Often identified by his initials, F.D.R. was America’s president during two of the greatest periods of adversity that the country ever faced. He was elected president to revive the economy during the Great Depression, and he was commander-in-chief during World War II. First elected in 1932, his controversial “New Deal” programs greatly expanded the role of the federal government in domestic affairs, while his foreign policy expanded the role of the United States throughout the world.
While running for an unprecedented third term in 1940, Roosevelt downplayed his desire to bring America into the war – Americans, still remembering the pain of the first World War, generally favored an isolationist policy. Only Japan’s attack on Pearl Harbor provided the public support for war that allowed Roosevelt to bring America into the great conflict. F.D.R.’s negotiations with Churchill and Stalin, as well as his management of American generals Eisenhower and MacArthur, set the stage for the post-war world. Roosevelt was elected president four times, the only US president to serve more than two terms. Confined to a wheelchair, he was also the only physically disabled U.S. president.

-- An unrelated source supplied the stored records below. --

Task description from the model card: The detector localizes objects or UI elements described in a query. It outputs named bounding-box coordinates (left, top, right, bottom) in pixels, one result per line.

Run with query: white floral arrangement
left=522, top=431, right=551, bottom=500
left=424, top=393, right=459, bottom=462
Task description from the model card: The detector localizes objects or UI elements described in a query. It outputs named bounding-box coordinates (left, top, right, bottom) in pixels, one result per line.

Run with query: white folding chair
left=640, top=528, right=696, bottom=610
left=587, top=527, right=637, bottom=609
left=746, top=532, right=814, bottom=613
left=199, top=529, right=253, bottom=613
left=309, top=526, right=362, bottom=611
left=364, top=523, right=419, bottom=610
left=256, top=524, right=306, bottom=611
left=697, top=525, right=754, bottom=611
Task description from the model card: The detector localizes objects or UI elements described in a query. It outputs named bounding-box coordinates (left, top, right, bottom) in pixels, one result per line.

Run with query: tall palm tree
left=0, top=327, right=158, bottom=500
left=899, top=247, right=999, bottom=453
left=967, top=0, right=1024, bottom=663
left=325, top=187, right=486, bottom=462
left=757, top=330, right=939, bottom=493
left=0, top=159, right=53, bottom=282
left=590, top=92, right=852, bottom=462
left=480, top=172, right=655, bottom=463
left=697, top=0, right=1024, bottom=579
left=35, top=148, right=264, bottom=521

Born into privileged circumstances, Roosevelt’s father, president of a railroad, was 51 and his mother 28 at the time of his birth. He attended Groton and Harvard before marrying his cousin, Eleanor, in 1905. He studied law at Columbia University and clerked at a Wall Street law firm, but his interest was always directed towards politics. He became a state senator in New York in 1910. Like his British counterpart Winston Churchill, his attained an important position in the Navy during the First World War. In 1920 he ran unsuccessfully as the vice-presidential candidate with James Cox as the Democratic nominee, but the campaign successfully launched his presidential ambitions. While vacationing in Canada in 1921 he caught the polio that initially completely paralyzed him and permanently deprived him of the use of his legs. In 1928 he was elected governor of New York, a traditional springboard to the presidency. He died shortly after being elected to a fourth term as president.